Three things fall out of that for free. The Course filter is an Enrollment join. The grouping grain for the average and median is one Enrollment — which is one Student in one Course, precisely the unit we want. And the GDPR posture inherits the established pattern: a scrub wipes the Profile and anonymizes the email while the Enrollment, the Completion and the Certificate stand. A Challenge Attempt now stands with them — the aggregate survives intact, and the row becomes unattributable.

The screen names no Student, anywhere. That was Mário’s call, raised unprompted:

“It’s mostly an overall feedback for me.”

And it’s the right call for a reason beyond privacy: knowing who is struggling is a different job (intervene in a person’s learning) from knowing what is failing (fix the material). This screen does the second one. The first is its own Card.

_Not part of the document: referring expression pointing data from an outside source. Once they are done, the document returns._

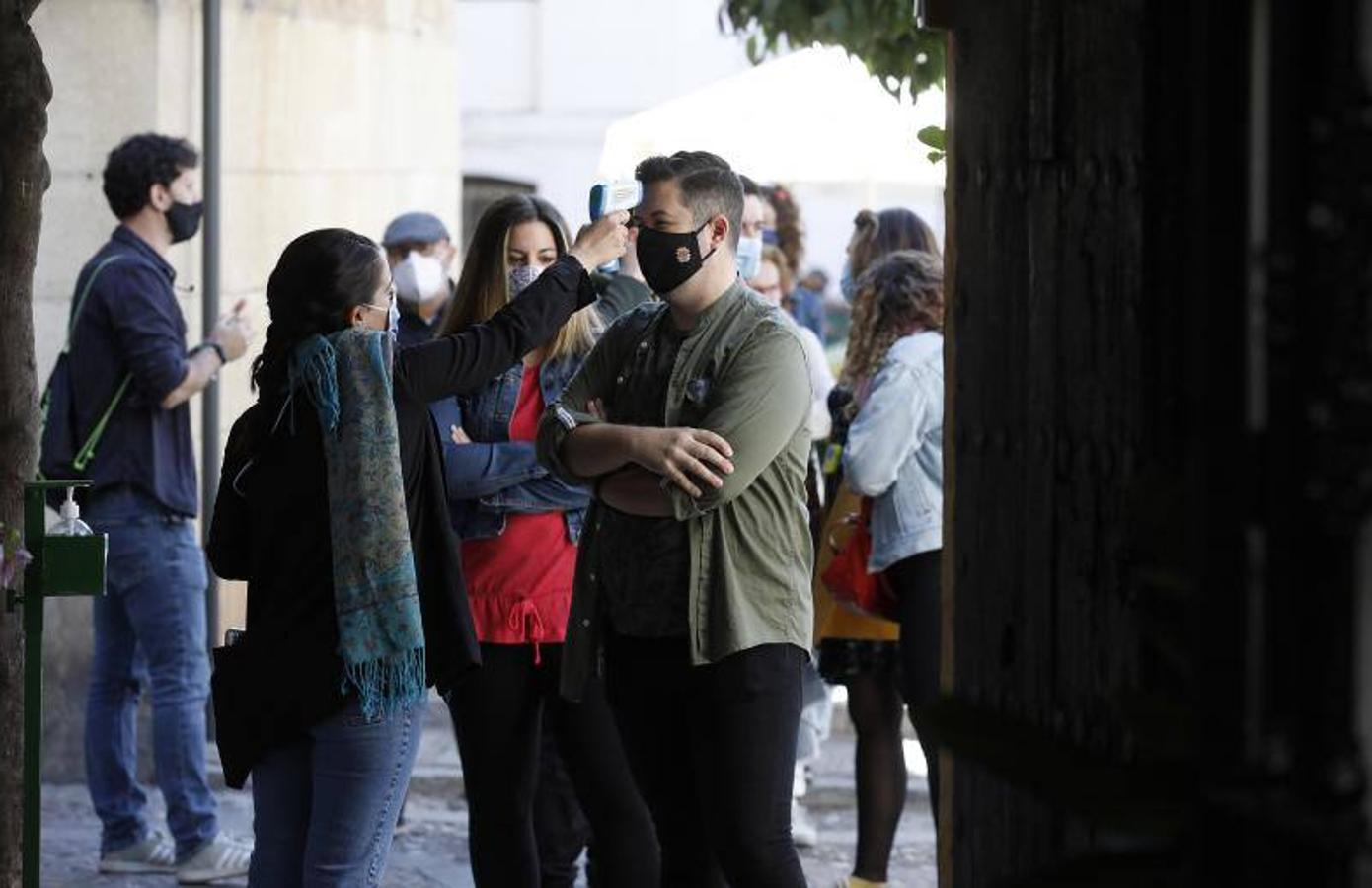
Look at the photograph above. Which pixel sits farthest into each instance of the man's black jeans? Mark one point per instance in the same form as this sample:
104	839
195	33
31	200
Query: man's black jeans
714	751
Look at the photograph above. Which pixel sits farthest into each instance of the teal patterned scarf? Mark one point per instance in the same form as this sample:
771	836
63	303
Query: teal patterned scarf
347	378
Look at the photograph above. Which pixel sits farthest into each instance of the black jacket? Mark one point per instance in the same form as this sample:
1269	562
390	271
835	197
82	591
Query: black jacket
270	525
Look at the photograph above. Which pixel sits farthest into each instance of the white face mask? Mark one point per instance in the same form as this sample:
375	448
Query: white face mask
749	257
420	279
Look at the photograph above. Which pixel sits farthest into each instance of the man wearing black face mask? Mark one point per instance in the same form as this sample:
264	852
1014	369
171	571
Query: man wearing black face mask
133	374
689	418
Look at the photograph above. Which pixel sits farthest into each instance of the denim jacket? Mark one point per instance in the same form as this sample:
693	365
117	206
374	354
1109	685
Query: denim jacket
495	477
894	450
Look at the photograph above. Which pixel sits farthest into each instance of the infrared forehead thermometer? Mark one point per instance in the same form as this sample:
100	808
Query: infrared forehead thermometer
611	196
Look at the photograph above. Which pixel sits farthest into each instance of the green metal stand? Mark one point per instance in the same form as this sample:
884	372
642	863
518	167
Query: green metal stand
62	565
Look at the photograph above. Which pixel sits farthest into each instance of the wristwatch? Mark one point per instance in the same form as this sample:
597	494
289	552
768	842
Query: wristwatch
218	350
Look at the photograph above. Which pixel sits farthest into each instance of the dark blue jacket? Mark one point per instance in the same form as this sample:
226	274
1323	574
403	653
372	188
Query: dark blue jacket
495	477
130	324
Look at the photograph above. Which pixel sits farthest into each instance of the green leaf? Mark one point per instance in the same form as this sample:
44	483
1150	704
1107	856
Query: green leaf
933	136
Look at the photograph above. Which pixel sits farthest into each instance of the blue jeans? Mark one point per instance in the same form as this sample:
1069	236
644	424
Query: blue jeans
324	807
148	629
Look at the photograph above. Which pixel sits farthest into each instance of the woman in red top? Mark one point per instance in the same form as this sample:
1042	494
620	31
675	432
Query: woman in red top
519	529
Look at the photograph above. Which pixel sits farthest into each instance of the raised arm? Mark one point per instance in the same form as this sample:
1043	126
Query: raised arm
464	361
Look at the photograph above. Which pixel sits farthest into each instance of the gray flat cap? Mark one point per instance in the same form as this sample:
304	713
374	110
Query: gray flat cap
415	227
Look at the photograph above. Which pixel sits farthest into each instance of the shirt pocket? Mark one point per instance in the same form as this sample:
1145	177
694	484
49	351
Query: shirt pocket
910	497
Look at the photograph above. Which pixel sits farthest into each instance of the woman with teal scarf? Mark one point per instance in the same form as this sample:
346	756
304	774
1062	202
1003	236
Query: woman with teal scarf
333	508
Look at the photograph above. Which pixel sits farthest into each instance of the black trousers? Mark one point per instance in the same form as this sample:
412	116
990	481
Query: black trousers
917	585
560	827
714	751
498	712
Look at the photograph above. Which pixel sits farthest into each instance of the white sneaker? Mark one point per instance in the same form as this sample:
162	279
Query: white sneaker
222	856
802	831
155	853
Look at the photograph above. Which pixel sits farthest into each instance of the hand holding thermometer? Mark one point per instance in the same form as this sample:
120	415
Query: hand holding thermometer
611	196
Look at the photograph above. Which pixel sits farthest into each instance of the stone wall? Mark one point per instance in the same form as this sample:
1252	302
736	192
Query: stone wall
334	112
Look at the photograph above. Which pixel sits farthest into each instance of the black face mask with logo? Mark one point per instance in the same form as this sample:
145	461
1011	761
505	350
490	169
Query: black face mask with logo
184	220
668	259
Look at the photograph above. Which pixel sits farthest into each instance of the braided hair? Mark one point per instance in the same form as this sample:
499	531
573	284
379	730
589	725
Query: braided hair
904	294
319	277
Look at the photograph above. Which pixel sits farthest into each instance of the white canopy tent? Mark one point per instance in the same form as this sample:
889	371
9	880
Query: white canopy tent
813	119
813	115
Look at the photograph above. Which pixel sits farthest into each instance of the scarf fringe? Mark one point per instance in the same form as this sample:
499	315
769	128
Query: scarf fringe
384	687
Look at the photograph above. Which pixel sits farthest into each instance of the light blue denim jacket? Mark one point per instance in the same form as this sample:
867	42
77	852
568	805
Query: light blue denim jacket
495	477
894	450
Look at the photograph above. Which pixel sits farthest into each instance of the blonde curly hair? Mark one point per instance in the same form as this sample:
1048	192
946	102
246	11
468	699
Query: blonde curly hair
877	235
901	292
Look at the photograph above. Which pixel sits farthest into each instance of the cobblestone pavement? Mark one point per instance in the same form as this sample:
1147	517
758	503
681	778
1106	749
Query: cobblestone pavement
431	847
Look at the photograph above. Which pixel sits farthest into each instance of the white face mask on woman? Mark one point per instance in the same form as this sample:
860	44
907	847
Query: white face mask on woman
420	279
749	256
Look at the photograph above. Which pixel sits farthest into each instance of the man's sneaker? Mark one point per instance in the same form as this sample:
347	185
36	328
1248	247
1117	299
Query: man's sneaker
218	858
802	831
155	853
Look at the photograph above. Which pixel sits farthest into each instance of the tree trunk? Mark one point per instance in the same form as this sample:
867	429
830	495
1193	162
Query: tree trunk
1158	455
25	92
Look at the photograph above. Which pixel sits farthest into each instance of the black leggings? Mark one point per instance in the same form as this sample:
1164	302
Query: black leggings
915	582
496	712
877	709
714	751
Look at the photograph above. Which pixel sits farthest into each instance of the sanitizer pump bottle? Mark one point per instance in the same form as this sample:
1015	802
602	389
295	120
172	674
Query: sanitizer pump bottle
70	523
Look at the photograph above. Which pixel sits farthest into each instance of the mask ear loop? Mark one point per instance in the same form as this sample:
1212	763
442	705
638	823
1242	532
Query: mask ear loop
714	250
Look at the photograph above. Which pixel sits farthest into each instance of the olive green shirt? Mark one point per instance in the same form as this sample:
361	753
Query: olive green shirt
741	374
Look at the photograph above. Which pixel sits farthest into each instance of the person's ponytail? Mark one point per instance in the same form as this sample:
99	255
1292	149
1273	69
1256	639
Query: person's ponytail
319	277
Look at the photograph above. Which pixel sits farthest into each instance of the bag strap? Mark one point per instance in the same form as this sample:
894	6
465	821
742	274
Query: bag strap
85	294
87	450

What the Instructor actually sees

The Analytics screen: Challenges ranked hardest-first across every Active Lesson, with a Course filter. Each row shows the wrong rate, the average and median attempts, the most-picked wrong answer in quotes, and the sample size.

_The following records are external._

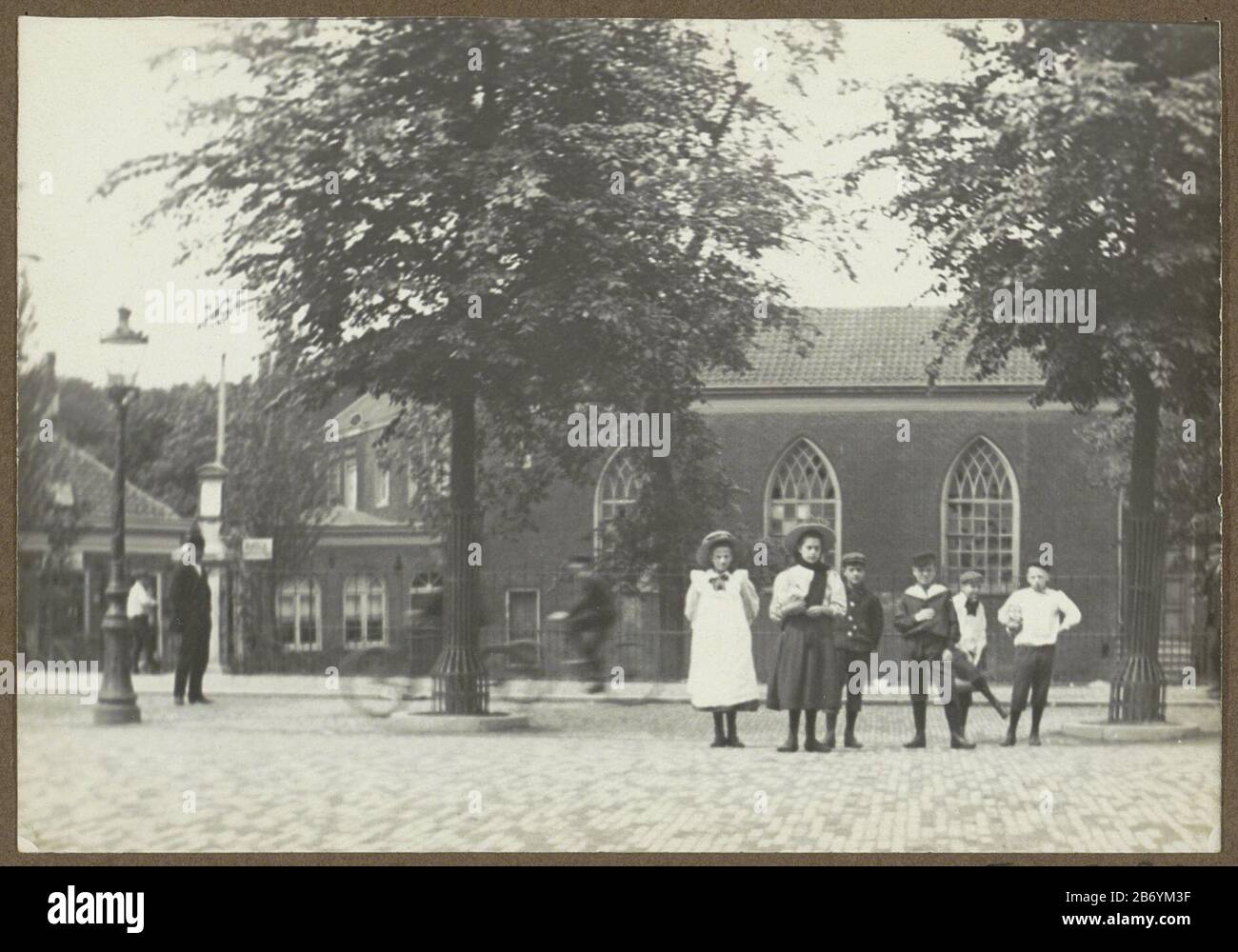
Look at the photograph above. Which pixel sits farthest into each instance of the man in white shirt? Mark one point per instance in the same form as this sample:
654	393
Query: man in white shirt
1034	615
137	609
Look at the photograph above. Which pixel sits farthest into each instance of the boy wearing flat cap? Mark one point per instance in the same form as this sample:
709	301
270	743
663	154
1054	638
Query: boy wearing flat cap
927	618
806	598
855	637
721	605
972	635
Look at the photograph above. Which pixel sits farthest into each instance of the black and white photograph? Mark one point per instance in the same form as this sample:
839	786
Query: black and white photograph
543	436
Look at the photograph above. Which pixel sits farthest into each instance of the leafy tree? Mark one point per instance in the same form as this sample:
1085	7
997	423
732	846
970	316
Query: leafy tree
1076	155
524	214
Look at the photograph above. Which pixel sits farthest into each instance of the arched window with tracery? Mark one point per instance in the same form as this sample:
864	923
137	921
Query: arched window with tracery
979	516
804	488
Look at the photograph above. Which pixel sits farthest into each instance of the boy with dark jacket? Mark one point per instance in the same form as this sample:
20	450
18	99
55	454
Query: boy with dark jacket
927	618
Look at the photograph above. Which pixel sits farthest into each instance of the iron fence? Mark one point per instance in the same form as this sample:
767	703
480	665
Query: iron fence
301	623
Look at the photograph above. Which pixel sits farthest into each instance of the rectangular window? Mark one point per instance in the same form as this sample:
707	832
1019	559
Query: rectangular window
296	614
350	483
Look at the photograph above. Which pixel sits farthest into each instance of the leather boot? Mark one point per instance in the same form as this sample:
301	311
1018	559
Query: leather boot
830	726
919	712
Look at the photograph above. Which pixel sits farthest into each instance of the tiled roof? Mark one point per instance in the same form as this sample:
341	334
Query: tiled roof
90	483
866	347
343	516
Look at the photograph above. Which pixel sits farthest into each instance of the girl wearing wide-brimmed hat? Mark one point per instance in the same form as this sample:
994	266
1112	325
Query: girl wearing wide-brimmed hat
806	598
721	605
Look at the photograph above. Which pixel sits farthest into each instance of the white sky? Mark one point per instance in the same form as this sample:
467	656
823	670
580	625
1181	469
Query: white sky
88	100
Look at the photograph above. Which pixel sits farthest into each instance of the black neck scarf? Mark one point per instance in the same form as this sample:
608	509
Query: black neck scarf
817	588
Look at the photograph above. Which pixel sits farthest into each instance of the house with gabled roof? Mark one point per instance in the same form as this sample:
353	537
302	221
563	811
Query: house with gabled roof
855	425
61	613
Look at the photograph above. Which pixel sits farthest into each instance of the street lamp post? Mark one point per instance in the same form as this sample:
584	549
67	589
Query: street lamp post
118	704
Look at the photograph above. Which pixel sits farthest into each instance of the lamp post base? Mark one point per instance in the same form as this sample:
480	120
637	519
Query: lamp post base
110	712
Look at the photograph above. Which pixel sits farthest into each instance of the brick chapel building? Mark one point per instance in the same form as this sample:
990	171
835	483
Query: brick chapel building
854	433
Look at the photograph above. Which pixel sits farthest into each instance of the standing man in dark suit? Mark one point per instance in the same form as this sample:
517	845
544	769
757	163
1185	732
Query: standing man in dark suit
190	619
589	622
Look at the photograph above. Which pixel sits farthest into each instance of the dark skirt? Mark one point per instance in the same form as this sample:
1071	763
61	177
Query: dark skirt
804	664
841	671
754	704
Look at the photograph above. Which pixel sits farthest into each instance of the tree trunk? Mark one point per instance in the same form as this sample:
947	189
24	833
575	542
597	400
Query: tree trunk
1137	692
1142	497
459	684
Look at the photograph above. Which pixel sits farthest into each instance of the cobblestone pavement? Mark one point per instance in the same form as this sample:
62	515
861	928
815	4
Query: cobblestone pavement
298	774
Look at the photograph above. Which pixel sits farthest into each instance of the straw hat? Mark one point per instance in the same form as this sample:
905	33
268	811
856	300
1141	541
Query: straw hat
791	541
705	551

Top row: the Word Match Blank for “commitment” — 100% wrong, and the word that stole it was “promise”. That’s not a difficulty score, that’s a diagnosis. The distractor is too close to the answer, and now the Instructor knows exactly which word to change.

Below it, “When does a Sprint end?” at 67%, with “When the Product Owner says so” pulling half the wrong picks.

Every row carries its sample size — 2 wrong of 3 attempts, across 1 student — because a thin number presented as a fat one is how confident, wrong decisions get made. There’s no minimum-sample threshold and no suppression. The median is the outlier guard, and the sample size is right there on the screen. The Instructor can see the number is thin. They don’t need to be protected from it.


The story took a day. About four hours of it went into a screen, and the rest into the realization that the interesting question — where are my students struggling? — had never had an answer, because nobody had ever written it down.

Two Cards came out of it, both deliberately left on the table: “See which Students are struggling” (the named drill-down, a teaching intervention) and “Lesson drop-off funnel” (where they quit — which needs a Lesson-view event that, right now, also doesn’t exist).

I have a suspicion about how that second one is going to go.